Danika doesn’t remember life without diabetes. She was 4 years old when she was diagnosed. She was thirsty all the time and kept eating, yet couldn’t put on weight. She was so thin her preschool teachers thought her mother wasn’t feeding her enough.

After her diagnosis, Danika, who has always hated needles, never complained.

Back home, Danika tried to go back to being a normal kid. But spontaneous adventures even around the block in the neighborhood took planning and packing of supplies.

“She was always kind of getting held up,” her mom said. “It basically took her childhood away from her. All of a sudden she couldn’t be free.”

Danika would come home from preschool, a crumbled cookie she couldn’t eat in her backpack, left over from a birthday party. In grade school, she ate lunch with the school nurse, who helped her count carbs.

When she is swimming, Danika wears a pump and every hour leaves the pool to check her blood sugar. When she goes backpacking, she must make room for her diabetes supplies.

Danika has a family friend who travels taking only a credit card and identification on the plane.

“I’ll never be able to do that,” Danika said wistfully.

Even to go to school, Danika has to make sure she is properly packed.

Fruit snacks, insulin, machine to test her blood, and extra water for classes in which she gets so thirsty she goes through multiple bottles.

Diabetes takes constant management, but even as Danika got used to the disease, she understood how serious it was.

“She, at an early age, realized she was mortal,” Kendall Comey said.

In the fourth grade, Danika’s insulin pump opened and squirted more than 100 units into her body, compared to the normal five. Even as a fourth-grader she knew what to do. She began eating and drinking juice as fast as she could. She called her parents, who ended up taking her to the emergency room.

“She knows it’s life or death, and it is,” her mom said.

Early on Danika was taught to advocate for herself. By second grade she was doing presentations for her class on diabetes.  Her mother gave her shots in public.

“I never wanted her to be ashamed of having it or think there was a reason to hide it, because there’s not,” she said.

Danika Comey’s fingernails are painted hot pink. Her fingertips are dotted, hardly noticeable, the marking of finger pricks needed to squeeze out a drop of blood.

About six times a day, Danika pricks her finger and checks her blood sugar, programming the pump with the numbers. She doesn’t spend time feeling sorry for herself or thinking about if her life were different, even on the days she has to prick her fingers  multiple times, prodding them until they ache to get the blood to pool.

“It’s never going to go away,” she said with a shrug. “I don’t really have a choice.”

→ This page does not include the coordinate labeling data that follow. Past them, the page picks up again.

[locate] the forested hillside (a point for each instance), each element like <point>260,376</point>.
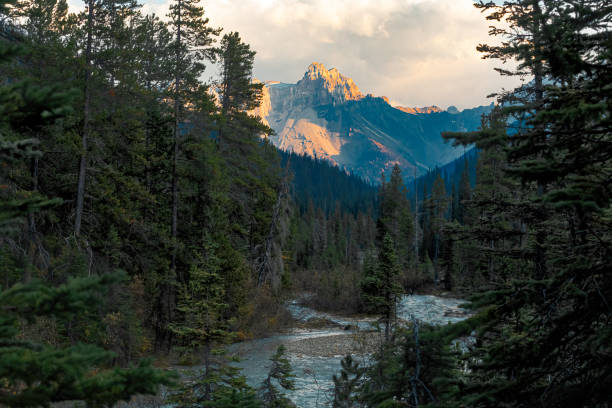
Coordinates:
<point>147,226</point>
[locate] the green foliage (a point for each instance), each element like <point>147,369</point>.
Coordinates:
<point>380,285</point>
<point>347,384</point>
<point>537,234</point>
<point>417,369</point>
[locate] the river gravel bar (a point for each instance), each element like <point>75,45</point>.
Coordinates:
<point>360,343</point>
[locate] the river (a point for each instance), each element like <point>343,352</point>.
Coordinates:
<point>315,354</point>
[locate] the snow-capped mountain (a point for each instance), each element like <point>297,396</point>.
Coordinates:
<point>325,115</point>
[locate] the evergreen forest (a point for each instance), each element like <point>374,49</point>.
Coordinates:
<point>148,226</point>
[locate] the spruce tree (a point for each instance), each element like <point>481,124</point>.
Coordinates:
<point>280,373</point>
<point>543,336</point>
<point>346,385</point>
<point>33,373</point>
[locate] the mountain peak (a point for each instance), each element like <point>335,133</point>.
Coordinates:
<point>339,87</point>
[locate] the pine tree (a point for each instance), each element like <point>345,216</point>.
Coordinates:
<point>543,336</point>
<point>380,285</point>
<point>34,374</point>
<point>346,386</point>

Some of the needles she uses feel like slightly more than a pinch. But the one she uses when traveling – because it allows her to check her blood sugar only once every 12 hours – hurts enough that her face deepens in a frown as she twists it in.

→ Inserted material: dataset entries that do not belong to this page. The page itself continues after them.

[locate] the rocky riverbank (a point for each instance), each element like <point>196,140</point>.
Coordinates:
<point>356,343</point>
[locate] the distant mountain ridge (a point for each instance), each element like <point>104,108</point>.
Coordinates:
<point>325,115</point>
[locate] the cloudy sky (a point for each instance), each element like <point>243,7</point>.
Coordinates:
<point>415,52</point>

She can feel the needle break the skin and settle inside her, she said.

Danika knows when her blood sugar is dropping. She gets desperate, with an urgent need to eat. Stress is another factor. Before a test, she gets nervous, which makes her tired as her blood sugar levels fluctuate.

Most frustrating to Danika is when people assume she has Type II diabetes, telling her if she would just exercise or lose weight she’d be fine.

There is no cure for diabetes. People with it often have shorter lives and face health complications from blindness to increased risk for heart disease.

Danika knows the health risks.

“If I don’t take care of it, I could go blind, lose limbs or have kidney failure,” she said. “But I don’t really worry about that because I think I’m doing a pretty good job of taking care of myself.”

And because she takes care of herself, sometimes, for up to an hour, Danika can forget.

“Then I’m just normal,” she said. “But then it always comes back.”